Bu bir medeniyet yangını

Geyve’de ormanlar alev alırken gökyü­zünde dönen helikopterlerin kaç sorti yaptığı kadar, bu helikopterlerin artık han­gi suya indiği de önemli. Çünkü bu kez yan­gın yalnızca ağaçları değil, su politikaları­nın yıllardır ertelenmiş sorularını ve doğa­ya verdiğimizi değeri de ortaya çıkardı. Ve belki de en önemlisi, kültürel reflekslerimi­zin ne kadar zayıfladığını.

Sakarya’nın Geyve ilçesinde çıkan orman yangınına beş uçak ve sekiz helikopterle ha­vadan müdahale edildi. Havadan yapılan bu müdahalenin başarısı, büyük ölçüde su­ya erişimle doğrudan bağlantılı. Ama bölge­nin en büyük iki kaynağı olan Sakarya Neh­ri ve Sapanca Gölü artık eskisi kadar erişi­lebilir değil. Peki bu durum, yalnızca iklim değişikliği ve çevre politikalarıyla açıklana­bilir mi?

Medeniyet tarihimiz boyunca, bir nehrin kıyısını yalnızca konaklama yeri olarak gör­medik. Ağaç kesilmeden önce izin istenir, hayvanların geçeceği yollar gözetilir, su­ya saygı göstermekle toprağa da saygı gös­terilmiş olunurdu. Osmanlı’da bu anlayış kurumsallaştı. Yalnızca insanlar için değil; kuşlar, sokak hayvanları, arılar ve balıklar için de vakıflar kuruldu, suluklar inşa edil­di, yemlikler bırakıldı. Medeniyet anlayı­şımız, sadece saraylar, külliyelerden ibaret değildi. Bir serçenin gölgesinde soluklana­bileceği bir çınar ağacını da içine alan, bü­tünsel bir medeniyet tasavvuruydu. Bugün ise son olmayacak “son yangın” vasıtasıyla da görüyoruz ki bu anlayışa karşı kültürel bir çözülme yaşıyoruz.

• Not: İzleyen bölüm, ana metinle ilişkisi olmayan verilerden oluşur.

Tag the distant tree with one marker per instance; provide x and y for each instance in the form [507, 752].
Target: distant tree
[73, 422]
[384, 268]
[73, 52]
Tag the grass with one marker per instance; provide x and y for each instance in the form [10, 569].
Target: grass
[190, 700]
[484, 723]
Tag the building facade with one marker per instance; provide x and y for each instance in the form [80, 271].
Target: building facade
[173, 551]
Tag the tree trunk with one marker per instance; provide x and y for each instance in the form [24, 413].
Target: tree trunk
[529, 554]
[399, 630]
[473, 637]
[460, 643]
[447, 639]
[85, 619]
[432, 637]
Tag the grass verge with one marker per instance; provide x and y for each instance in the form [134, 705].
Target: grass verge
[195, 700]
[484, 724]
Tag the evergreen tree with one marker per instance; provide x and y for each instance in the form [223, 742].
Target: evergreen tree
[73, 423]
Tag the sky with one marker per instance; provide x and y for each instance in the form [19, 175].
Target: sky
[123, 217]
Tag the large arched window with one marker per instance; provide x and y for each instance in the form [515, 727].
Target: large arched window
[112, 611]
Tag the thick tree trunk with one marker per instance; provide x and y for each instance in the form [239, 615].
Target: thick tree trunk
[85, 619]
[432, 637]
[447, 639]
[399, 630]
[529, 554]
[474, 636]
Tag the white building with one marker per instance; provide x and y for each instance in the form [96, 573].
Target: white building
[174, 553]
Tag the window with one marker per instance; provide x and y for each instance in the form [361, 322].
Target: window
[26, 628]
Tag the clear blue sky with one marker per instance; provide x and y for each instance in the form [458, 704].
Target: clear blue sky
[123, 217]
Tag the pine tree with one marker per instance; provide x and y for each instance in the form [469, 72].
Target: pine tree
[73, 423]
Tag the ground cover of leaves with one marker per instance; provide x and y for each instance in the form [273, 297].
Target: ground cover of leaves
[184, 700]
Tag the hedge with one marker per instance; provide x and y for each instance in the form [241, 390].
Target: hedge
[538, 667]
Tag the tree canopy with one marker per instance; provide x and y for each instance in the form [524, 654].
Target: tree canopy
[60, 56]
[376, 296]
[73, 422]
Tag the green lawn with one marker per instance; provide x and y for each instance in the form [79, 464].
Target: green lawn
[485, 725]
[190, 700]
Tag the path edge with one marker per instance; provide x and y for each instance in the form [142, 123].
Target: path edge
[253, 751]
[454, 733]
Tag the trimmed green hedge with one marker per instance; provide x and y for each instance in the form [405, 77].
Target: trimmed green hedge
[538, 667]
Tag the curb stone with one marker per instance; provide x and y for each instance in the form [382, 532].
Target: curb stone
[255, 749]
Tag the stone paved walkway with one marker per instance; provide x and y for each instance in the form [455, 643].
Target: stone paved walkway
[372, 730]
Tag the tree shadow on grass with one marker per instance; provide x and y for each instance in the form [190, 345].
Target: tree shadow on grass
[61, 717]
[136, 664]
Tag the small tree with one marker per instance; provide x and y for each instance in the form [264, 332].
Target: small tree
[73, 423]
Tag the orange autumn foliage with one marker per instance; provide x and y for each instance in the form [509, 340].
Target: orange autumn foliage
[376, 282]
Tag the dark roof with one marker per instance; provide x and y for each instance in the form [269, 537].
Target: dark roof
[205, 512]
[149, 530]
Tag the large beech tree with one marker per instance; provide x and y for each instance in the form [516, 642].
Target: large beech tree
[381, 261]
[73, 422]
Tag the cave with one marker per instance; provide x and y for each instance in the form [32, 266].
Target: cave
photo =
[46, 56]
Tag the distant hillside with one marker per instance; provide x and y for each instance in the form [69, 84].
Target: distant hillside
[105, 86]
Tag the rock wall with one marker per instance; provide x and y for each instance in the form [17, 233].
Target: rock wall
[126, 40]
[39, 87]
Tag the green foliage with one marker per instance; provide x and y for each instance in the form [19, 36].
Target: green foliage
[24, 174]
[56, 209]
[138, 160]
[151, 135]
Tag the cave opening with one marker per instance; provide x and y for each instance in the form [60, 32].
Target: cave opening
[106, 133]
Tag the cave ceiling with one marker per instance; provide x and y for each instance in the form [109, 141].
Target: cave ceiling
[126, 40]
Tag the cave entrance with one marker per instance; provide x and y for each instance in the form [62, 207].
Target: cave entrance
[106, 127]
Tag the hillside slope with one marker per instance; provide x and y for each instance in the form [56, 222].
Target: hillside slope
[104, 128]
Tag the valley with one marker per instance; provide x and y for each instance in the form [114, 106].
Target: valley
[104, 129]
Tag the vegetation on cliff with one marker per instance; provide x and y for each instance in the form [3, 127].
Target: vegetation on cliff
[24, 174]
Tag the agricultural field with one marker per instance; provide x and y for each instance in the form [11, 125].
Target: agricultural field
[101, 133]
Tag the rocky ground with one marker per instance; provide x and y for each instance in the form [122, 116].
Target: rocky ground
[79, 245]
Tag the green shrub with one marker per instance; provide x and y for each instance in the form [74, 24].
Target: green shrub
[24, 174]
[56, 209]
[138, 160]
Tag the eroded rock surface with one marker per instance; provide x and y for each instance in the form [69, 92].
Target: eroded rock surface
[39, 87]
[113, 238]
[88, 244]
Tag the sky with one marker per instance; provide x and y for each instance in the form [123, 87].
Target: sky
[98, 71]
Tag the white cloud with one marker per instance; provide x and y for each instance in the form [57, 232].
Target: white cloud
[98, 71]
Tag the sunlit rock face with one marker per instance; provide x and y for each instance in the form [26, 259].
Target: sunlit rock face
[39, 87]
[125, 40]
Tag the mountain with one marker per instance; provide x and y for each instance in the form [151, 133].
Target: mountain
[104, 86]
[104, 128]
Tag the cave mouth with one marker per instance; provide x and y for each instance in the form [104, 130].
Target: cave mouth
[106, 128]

Nehirler, göller ve rakamlar

Sakarya Nehri’nin debi kaybını ve Sa­panca Gölü’nün çekilmesini ortaya ko­yan Geyve yangınını, bu kültürel çözülme­nin sembolik bir yansıması olarak konum­layabiliriz. Tarım ve Orman Bakanlığı’nın 2025–2050 yılları için hazırladığı havza projeksiyon raporlarına göre, nehir debi­sinde kalıcı ve belirgin düşüşler bekleniyor. Özellikle mansap kesiminde, yani alt akış bölgelerinde, “debisi çok düşük, derinliği az” olarak kayda geçiyor. Uzun yıllardır sür­dürülen kontrolsüz tarımsal su kullanımı, derin kuyu sondajları, yeraltı su kaynakları­nın plansız tüketimi bu sonucun temel ne­denlerinden. Nehrin taşıyamadığı yük artık sadece coğrafi değil, önce kültürel sonra yö­netsel.

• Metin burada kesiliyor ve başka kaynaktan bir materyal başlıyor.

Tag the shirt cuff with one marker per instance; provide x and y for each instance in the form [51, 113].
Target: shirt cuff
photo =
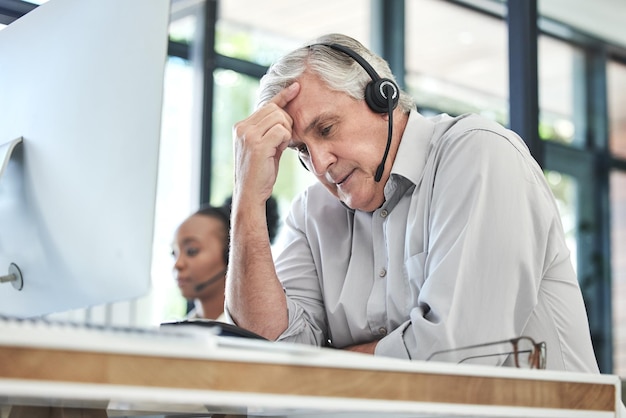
[393, 345]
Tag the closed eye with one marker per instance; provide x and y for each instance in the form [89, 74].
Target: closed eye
[325, 131]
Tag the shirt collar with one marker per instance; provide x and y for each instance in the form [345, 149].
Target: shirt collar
[411, 156]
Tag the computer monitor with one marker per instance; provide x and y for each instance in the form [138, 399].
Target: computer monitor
[81, 82]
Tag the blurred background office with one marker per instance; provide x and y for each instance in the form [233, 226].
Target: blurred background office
[553, 70]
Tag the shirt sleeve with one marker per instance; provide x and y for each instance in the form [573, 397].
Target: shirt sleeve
[295, 267]
[485, 245]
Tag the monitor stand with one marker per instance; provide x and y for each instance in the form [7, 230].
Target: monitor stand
[5, 153]
[6, 150]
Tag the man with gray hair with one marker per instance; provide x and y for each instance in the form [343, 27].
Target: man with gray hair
[421, 235]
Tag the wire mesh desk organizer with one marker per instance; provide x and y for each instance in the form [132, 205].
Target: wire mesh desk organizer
[521, 352]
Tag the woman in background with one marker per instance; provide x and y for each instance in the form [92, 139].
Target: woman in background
[200, 251]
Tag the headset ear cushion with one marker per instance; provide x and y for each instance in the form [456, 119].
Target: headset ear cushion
[376, 97]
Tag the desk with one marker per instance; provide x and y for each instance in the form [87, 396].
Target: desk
[133, 374]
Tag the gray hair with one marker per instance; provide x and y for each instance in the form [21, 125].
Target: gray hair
[339, 71]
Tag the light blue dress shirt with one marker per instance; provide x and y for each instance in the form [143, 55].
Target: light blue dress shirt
[467, 248]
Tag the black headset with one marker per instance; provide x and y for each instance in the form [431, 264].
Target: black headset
[381, 95]
[377, 90]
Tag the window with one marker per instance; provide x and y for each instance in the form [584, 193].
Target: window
[456, 60]
[562, 98]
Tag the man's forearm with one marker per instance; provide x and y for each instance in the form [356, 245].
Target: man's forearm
[254, 296]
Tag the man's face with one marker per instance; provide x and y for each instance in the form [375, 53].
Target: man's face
[340, 140]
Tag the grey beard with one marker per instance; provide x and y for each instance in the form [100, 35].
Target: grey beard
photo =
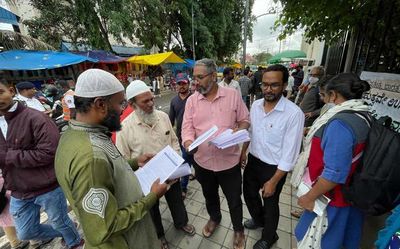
[205, 91]
[147, 118]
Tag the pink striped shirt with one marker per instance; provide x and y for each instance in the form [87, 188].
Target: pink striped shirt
[225, 111]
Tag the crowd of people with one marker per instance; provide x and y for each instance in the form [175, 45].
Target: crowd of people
[316, 140]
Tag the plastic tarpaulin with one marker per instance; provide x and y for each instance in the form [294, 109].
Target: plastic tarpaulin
[289, 54]
[102, 56]
[183, 67]
[7, 16]
[156, 59]
[38, 60]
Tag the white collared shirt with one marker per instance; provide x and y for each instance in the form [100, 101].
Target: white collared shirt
[3, 122]
[234, 84]
[276, 136]
[31, 103]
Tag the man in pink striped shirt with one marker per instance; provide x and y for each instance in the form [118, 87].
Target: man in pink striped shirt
[221, 106]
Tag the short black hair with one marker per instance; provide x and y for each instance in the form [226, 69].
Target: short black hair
[279, 68]
[323, 81]
[227, 70]
[83, 105]
[349, 85]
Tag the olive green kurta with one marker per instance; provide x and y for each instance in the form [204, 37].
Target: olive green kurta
[103, 190]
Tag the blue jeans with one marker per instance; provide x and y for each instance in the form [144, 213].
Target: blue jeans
[26, 214]
[189, 159]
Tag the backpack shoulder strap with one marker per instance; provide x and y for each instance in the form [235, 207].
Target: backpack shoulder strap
[364, 115]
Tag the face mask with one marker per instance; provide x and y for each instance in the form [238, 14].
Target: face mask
[326, 107]
[313, 80]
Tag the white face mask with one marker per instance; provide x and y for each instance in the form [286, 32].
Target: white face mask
[313, 80]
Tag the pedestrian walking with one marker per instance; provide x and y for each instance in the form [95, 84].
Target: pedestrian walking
[276, 131]
[214, 168]
[97, 180]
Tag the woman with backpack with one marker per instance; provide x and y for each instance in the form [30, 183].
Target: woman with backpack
[332, 151]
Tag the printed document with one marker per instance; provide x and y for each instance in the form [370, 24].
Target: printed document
[167, 164]
[203, 137]
[228, 138]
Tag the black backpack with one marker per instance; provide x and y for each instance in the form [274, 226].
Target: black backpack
[375, 185]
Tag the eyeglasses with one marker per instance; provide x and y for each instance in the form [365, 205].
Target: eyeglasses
[274, 86]
[200, 77]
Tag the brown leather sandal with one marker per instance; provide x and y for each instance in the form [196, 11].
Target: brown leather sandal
[209, 228]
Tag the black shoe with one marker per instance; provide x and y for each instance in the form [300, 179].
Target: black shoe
[262, 244]
[251, 224]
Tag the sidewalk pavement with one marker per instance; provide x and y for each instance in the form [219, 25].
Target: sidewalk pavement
[222, 237]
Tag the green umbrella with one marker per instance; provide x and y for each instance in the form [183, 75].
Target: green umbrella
[287, 54]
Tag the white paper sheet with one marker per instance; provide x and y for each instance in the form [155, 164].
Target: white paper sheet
[320, 204]
[181, 171]
[160, 166]
[227, 138]
[203, 137]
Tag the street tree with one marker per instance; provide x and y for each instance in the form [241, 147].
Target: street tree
[328, 20]
[262, 57]
[166, 24]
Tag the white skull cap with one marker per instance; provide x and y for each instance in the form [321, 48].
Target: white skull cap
[135, 88]
[97, 83]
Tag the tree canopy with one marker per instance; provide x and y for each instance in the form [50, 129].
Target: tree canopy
[325, 20]
[166, 24]
[262, 57]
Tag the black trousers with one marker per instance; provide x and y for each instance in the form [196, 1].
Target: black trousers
[262, 210]
[176, 207]
[230, 181]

Sapanca Gölü’ndeki düşüş ise daha da çarpıcı. 2023 Temmuz’da 32,26 metre olan göl seviyesi, 2025 Temmuz’da 30,20 met­reye geriledi. İki yılda 2,06 metrelik bu dü­şüş yaklaşık 60 milyon metreküplük su kay­bı anlamına geliyor. Bu miktar, bir ilin yıl­lık içme suyu ihtiyacına denk. Daha güncel bir veriyle: Haziran 2025 içinde yalnızca 22 gün içinde göl seviyesi 24 santimetre düş­tü. Aynı dönemde kıyılardan 15 ila 20 met­reye varan çekilmeler gözlemlendi. Tüm bu rakamlar medeniyet anlayışımızdan ve kül­türümüzden ne kadar uzaklaştığımızın da şimdilik afetlere bağlı son referansı.

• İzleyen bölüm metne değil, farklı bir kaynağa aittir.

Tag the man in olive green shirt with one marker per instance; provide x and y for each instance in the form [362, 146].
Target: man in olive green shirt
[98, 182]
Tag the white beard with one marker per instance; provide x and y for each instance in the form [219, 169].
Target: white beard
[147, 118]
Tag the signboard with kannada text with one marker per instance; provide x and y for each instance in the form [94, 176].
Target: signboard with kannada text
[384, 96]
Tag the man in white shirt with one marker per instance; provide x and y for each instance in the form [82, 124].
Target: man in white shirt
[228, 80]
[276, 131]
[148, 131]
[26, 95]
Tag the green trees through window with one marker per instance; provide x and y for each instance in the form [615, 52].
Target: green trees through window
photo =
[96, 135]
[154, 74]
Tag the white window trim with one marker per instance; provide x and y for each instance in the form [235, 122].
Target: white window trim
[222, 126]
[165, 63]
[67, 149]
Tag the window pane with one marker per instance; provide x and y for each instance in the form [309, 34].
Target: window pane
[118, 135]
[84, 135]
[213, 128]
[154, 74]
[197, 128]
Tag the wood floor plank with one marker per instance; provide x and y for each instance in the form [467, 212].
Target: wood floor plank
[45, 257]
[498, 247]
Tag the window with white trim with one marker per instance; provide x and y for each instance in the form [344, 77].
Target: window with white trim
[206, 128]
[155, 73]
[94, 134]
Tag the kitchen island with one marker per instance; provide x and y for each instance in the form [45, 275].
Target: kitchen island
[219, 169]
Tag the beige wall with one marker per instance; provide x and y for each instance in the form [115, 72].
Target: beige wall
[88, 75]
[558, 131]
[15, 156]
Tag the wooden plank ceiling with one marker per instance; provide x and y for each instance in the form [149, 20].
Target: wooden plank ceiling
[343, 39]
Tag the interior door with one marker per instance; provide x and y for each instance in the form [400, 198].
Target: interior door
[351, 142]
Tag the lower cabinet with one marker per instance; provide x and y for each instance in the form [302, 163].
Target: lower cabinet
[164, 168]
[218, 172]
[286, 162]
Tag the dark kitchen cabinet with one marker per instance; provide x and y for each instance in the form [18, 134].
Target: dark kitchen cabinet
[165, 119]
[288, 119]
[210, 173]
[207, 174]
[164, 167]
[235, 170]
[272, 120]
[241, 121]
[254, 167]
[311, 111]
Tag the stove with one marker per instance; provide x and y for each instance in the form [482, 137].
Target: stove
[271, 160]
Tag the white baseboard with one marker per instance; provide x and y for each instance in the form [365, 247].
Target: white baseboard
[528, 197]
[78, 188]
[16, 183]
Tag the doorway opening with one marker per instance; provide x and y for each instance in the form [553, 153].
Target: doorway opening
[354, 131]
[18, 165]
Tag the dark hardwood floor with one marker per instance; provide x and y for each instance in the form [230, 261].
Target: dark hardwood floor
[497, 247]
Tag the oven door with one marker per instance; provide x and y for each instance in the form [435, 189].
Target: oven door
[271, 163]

Kültürel çözülme ve medeniyet kaybı

Bugün toplum olarak suya bakışımız hâlâ “varsa kullanılır” düzeyinde. Oysa ar­tık “var mı, ne kadar süre daha var ve baş­ka canlılara ne kadarını bırakıyoruz?” so­rusunu sormamız gereken bir evredeyiz. Kurumlar içinse bu, yalnızca bütçe öncelik­lerinde, proje planlamalarında ve denetim mekanizmalarında yer verilmesi gereken rakamlardan ibaret.

Bu yüzden mesele yalnızca sürdürülebi­lirlik meselesi değil. Medeniyetimizin kül­türel kodlarından kopuş meselesi… Bir za­manlar kuşu böceği de önemseyen mede­niyet anlayışımızın kamusal anlamda terk edilmesi meselesi. Bugün su planlaması ya­pılırken hayvanların erişimi düşünülmüyor, yangın senaryoları yazılırken orman canlıla­rının korunması sistematik biçimde hesaba katılmıyor.

Her şey “insan ihtiyacı” eksenin­de kurgulanıyor. Daha da vahimi ve mühimi, bu dengesizliğe karşı uzun süredir sergiledi­ğimiz umursamazlık. Her yangın çıktığında insandan başka hiçbir canlının hakkını gö­zetmeyen planlarımız hazır. Ama kusurlu bir şekilde suya yazılmış. Üstelik eksik olan temel unsurlardan biri de suyun ta kendisi.